Sorry, I'm a guy and I just couldn't resist...

Gambarimasu.
:asian:


----------



## KenpoGirl (Mar 18, 2003)

> _Originally posted by jules _
> *Before I lay me down to sleep,I pray for a man,
> who's not a creep,one who's handsome,smart and strong, one who loves to listen long,one who thinks before he speaks, when he says he'll call he won't wait weeks.
> I pray that he is gainfully employed, when I spend his cash he won't be annoyed,
> ...



OMG Jules.  

Now I know why I'm still single, finding nothing but DUDS. :shrug:
I never knew about the prayer.  

You have given me new hope, must print this out and put it by my beside tonight, minus the last couple lines.

At the very least I'll go to bed chuckling.  :lol:


----------



## jules (Mar 18, 2003)

:rofl: :rofl: :rofl:


----------



## deadhand31 (Mar 19, 2003)

""Before I lay me down to sleep,I pray for a man,
who's not a creep,one who's handsome,smart and strong, one who loves to listen long,one who thinks before he speaks, when he says he'll call he won't wait weeks.
I pray that he is gainfully employed, when I spend his cash he won't be annoyed,
pulls out my chair and opens my door, massages my back and begs to do more.
Oh! send me a man who'll make love to my mind, knows what to answer"how big my behind?"
I pray that this man will love me to no end, and never attempt to hit on my friend.
And as I kneel by my bed
I look at "who" you sent me instead! Amen""



Would you like to know why you can't find a man like that? 

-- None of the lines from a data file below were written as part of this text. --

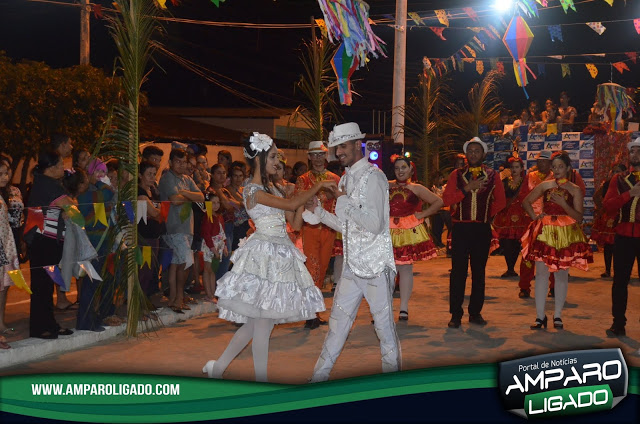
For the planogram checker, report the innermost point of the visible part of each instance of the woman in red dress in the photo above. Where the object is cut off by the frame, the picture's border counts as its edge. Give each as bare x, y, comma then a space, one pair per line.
554, 240
409, 236
511, 222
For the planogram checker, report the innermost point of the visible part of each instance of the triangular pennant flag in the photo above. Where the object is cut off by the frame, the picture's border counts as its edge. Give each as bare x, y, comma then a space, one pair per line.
74, 214
442, 17
566, 4
597, 27
18, 280
164, 210
323, 27
416, 18
555, 31
128, 208
621, 67
110, 263
35, 218
541, 68
142, 211
209, 208
470, 13
54, 273
146, 256
438, 32
100, 214
185, 211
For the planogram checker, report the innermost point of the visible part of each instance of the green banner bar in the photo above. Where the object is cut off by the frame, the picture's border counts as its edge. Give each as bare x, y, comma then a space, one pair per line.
571, 401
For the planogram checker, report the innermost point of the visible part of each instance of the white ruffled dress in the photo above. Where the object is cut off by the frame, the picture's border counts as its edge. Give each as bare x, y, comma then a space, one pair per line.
268, 278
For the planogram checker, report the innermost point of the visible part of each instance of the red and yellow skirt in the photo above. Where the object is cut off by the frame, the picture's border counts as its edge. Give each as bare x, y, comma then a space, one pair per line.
558, 241
411, 241
512, 222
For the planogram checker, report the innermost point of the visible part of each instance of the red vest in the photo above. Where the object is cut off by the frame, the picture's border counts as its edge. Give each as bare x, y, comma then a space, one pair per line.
476, 205
630, 211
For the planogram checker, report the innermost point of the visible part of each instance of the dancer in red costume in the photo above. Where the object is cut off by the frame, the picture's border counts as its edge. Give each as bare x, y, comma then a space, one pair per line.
554, 240
409, 236
511, 222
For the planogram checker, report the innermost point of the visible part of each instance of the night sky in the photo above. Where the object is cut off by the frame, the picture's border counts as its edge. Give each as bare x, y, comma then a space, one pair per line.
268, 58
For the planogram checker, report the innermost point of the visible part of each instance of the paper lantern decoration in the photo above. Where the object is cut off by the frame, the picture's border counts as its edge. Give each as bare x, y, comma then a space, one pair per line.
517, 38
615, 101
344, 66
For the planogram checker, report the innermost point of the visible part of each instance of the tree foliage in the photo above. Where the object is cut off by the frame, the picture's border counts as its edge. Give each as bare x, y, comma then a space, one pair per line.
37, 101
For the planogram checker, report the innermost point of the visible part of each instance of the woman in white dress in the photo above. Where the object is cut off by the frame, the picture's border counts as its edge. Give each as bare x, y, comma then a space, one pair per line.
269, 283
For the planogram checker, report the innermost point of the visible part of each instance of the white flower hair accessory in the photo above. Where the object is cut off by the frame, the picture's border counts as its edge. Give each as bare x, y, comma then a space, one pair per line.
259, 143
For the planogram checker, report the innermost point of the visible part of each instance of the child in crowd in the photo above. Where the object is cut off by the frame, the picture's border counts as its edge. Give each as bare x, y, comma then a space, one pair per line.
213, 248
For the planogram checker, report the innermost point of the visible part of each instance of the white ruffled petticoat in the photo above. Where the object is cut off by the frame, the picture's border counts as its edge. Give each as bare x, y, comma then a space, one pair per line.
268, 278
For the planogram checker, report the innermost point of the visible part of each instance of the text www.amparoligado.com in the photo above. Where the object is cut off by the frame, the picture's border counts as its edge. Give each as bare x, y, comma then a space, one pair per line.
115, 389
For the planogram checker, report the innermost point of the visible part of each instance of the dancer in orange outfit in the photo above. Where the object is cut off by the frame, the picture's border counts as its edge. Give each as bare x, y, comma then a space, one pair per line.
555, 240
409, 236
318, 240
511, 222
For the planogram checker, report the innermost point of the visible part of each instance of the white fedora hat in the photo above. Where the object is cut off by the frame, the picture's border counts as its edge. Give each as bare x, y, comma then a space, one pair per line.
345, 132
475, 140
634, 143
317, 146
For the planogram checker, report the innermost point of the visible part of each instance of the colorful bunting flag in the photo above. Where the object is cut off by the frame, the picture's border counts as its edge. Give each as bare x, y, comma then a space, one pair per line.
597, 27
100, 214
566, 4
323, 26
142, 211
442, 17
621, 67
438, 32
470, 13
128, 208
555, 31
146, 256
18, 280
54, 273
416, 18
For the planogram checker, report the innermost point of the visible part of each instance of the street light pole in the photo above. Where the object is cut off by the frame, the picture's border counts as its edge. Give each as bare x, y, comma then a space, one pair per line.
399, 70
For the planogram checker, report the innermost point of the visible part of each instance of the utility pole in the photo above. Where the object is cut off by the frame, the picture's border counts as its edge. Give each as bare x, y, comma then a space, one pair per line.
399, 70
85, 15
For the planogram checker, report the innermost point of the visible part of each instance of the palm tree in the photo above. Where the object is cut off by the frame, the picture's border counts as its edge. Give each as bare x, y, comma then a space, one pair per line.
132, 30
317, 85
425, 119
483, 108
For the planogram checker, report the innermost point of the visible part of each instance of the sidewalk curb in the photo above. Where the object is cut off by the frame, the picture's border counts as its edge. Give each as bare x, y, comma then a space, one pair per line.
34, 349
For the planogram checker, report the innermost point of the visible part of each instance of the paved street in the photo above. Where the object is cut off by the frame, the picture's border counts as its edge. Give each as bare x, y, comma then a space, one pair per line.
182, 349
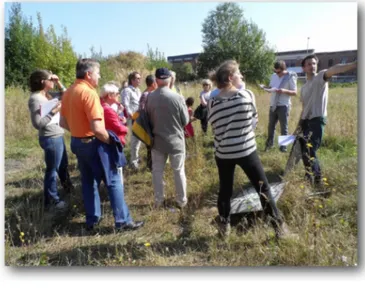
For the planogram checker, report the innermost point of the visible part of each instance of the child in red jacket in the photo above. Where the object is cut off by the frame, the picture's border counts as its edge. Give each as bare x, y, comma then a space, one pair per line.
109, 96
188, 129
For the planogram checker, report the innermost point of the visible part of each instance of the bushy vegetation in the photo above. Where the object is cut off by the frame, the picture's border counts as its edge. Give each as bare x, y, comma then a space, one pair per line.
227, 34
327, 228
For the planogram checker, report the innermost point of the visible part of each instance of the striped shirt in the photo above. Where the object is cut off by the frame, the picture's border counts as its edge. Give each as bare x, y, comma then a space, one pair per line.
231, 120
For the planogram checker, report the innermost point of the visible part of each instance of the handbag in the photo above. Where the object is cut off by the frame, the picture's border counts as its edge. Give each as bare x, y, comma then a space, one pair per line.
200, 112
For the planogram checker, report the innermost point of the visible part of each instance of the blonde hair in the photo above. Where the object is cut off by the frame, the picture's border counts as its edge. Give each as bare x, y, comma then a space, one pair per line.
221, 75
107, 88
207, 81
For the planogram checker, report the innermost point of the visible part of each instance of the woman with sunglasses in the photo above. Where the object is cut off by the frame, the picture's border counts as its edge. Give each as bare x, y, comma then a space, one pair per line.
50, 136
231, 113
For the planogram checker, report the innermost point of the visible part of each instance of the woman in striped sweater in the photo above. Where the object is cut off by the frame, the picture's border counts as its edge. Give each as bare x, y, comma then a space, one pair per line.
230, 114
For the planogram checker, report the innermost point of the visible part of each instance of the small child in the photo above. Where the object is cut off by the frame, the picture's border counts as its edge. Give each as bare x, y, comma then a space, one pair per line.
188, 129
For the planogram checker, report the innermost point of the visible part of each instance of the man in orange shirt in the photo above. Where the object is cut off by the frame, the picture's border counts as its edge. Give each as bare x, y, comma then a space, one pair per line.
83, 115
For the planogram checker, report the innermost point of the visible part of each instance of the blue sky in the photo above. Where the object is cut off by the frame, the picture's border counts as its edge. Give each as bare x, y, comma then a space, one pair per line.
175, 27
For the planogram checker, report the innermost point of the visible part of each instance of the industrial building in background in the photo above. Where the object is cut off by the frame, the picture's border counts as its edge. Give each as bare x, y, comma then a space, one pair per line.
293, 61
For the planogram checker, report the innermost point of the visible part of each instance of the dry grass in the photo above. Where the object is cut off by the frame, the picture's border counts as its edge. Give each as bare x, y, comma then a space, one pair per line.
327, 227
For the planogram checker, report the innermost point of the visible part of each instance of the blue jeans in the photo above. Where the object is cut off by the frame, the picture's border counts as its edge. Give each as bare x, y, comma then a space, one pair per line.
86, 154
280, 114
55, 156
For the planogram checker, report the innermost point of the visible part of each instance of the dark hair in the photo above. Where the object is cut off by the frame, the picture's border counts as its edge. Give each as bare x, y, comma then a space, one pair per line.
84, 65
132, 76
280, 65
150, 79
189, 101
309, 57
223, 72
35, 79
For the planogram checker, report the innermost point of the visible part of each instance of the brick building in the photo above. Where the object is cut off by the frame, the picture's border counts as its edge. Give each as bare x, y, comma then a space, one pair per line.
191, 58
293, 61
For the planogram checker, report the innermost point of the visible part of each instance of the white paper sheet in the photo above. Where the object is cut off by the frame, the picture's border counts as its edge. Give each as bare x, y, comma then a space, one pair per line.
285, 140
47, 107
272, 89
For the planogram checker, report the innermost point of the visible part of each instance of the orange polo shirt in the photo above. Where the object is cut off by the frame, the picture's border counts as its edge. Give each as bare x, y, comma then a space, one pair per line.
80, 105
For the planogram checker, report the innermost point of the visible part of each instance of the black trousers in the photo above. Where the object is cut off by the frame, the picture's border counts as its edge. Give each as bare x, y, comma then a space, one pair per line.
252, 167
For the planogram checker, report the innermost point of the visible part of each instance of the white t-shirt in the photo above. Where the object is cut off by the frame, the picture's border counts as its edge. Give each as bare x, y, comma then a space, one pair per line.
314, 96
205, 95
283, 99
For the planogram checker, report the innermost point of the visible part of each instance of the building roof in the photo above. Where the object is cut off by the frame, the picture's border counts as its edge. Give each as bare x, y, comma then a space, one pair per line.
305, 51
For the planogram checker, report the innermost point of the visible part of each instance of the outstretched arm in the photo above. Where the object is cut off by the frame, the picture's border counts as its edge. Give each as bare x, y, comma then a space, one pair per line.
340, 68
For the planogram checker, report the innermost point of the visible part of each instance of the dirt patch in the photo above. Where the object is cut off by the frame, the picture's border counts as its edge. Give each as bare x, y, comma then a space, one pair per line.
13, 165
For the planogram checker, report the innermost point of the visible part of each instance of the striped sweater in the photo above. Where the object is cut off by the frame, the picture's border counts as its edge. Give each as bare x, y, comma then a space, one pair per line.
231, 120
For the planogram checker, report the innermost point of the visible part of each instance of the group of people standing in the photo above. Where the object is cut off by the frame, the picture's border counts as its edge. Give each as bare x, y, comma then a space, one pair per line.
99, 125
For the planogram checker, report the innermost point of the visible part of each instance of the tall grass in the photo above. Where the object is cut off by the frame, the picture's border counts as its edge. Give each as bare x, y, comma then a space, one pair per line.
327, 227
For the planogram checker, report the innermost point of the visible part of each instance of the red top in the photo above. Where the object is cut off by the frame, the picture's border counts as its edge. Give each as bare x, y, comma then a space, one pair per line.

BECAUSE THEY'VE ALL GOT BOYFRIENDS!!!


----------



## Master of Blades (Mar 19, 2003)

> _Originally posted by KenpoGirl _
> *OMG Jules.
> 
> Now I know why I'm still single, finding nothing but DUDS. :shrug:
> ...




Well if your bored of DUDs how about some MOBs  Nah only kiddin, and Deadhand, ******g hysterical :rofl:


----------



## Seig (Mar 19, 2003)

> _Originally posted by Master of Blades _
> *Well if your bored of DUDs how about some MOBs *


Better take him up on it, he may taunt you.......


----------



## KenpoGirl (Mar 19, 2003)

> _Originally posted by Seig _
> *Better take him up on it, he may taunt you....... *




Aaaaah  No!  :shrug:

I'm desperate but not THAT desperate.  


Just joking MOB, I'm way to old for you best keep an eye out for the cutsey little lasses in your own part of the world.  Thanks for asking though.


----------



## KanoLives (Mar 20, 2003)

> _Originally posted by deadhand31 _
> *""Would you like to know why you can't find a man like that?
> 
> BECAUSE THEY'VE ALL GOT BOYFRIENDS!!! *




:rofl:  Couldn't have said it better. :rofl:


----------



## Master of Blades (Mar 20, 2003)

> _Originally posted by KenpoGirl _
> *Aaaaah  No!  :shrug:
> 
> I'm desperate but not THAT desperate.
> ...



Hey dont say I didnt ask


----------



## theletch1 (Mar 22, 2003)

So that's what I keep hearing my wife mumble each night.....:shrug:


----------